Colloquium in Historical Musicology and Music Theory
Friday, Feb. 21, at 3:00pm, 622 Dodge
Ted Gordon, PhD (Columbia University, Mellon Postdoctoral Teaching Fellow)
“No Ideas But In Things? Cybernetics and Materiality in Alvin Lucier’s Early Electronic Music”
Abstract:
A recent documentary film about the composer Alvin Lucier borrows its title from William Carlos Williams’s well-known poetic phrase: “No Ideas But In Things.” Much of Lucier’s work over the past fifty years has explored phenomena of resonance, feedback, and sound in material objects, both domestic (tea kettles, living rooms) and scientific (metal wires, the Earth’s Ionosphere, the human brain). Lucier has written extensively about his work, valorizing natural resonance, echo, and sounds that emerge from things through what often appears to be minimal human intervention.
This presentation asks: what other things are needed to sonify the “ideas in things” valorized by Lucier’s early works with electronics in the 1960s? Where do those other things come from? And what does paying attention to those other things do not only for our understanding of Lucier’s work, but for the larger field of experimental music? Drawing on archival research, this presentation explores Lucier’s early sketches, notes, and correspondence to triangulate his work—which used technologies made available to him through the United States Air Force and the Office of Naval Research—within the fields of American experimental composition, the military-industrial complex, and cybernetics and information theory. Against a Kittlerian reading of the military origins of these technologies as tied to an ontologically enervating martial sensibility, this paper suggests that Lucier’s relationship to science and technology was not one of reflection, but rather of diffraction: the creation of underdetermined sites of possibility for experimenting with nature and human nature. In this reading—which indeed diverges from the composer’s own framing of his early work—these practices are celebrated as both technoscientific fantasy and critique, connecting (and complicating) nature and culture in radically new ways.
Speaker Bio:
Ted Gordon is a music scholar and musician whose work lies at the nexus of experimental music studies, critical organology, and science & technology studies. He earned a PhD in the History and Theory of Music for the University of Chicago in 2018, and is currently a Mellon Postdoctoral Teaching Fellow in the Department of Music at Columbia University.
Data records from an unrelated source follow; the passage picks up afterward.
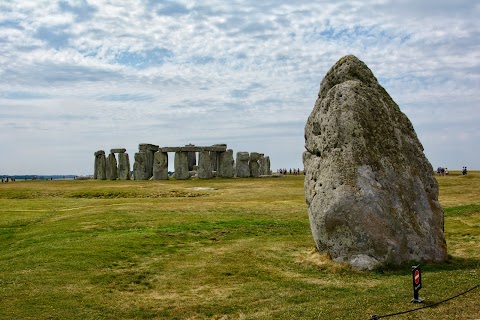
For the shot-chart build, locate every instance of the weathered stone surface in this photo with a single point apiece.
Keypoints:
(111, 167)
(140, 170)
(181, 166)
(192, 157)
(99, 171)
(254, 165)
(160, 166)
(118, 150)
(99, 152)
(193, 149)
(226, 164)
(150, 150)
(205, 165)
(123, 166)
(241, 165)
(371, 194)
His current book project, The Composer’s Black Box: Cybernetics & Instrumentality in Post-War American Music critically explores new aesthetic, social, and technical imaginaries produced through the embrace of cybernetics and information theory by postwar American experimentalists—and the consequences of those imaginaries for auditory culture, technologies, and politics. Research for his book stems from his dissertation, “Bay Area Experimentalism: Music & Technology in the Long 1960s,” which was a Leonardo Abstracts Service Top-Ranked Thesis in 2018. His research has been supported by the New York Public Library, and his writing has been published by Current Musicology, Portable Gray, Cultural Anthropology, the American Musicological Society’s Musicology Now! blog, and the Library of Congress. His forthcoming chapter on the early electronic music of Pauline Oliveros will be published in the edited volume Performing Indeterminacy (Cambridge University Press). In 2019, he helped Seth Cluett prepare the exhibition “Sounding Circuits: Audible Histories” at the New York Public Library for the Performing Arts. In addition to international scholarly conferences, he has also given public talks about his research at the Indexical performance series in Santa Cruz, California, the Synthesizer Library Prague, and Ableton AG.
As an improviser, Ted performs with the viola and the Buchla Music Easel.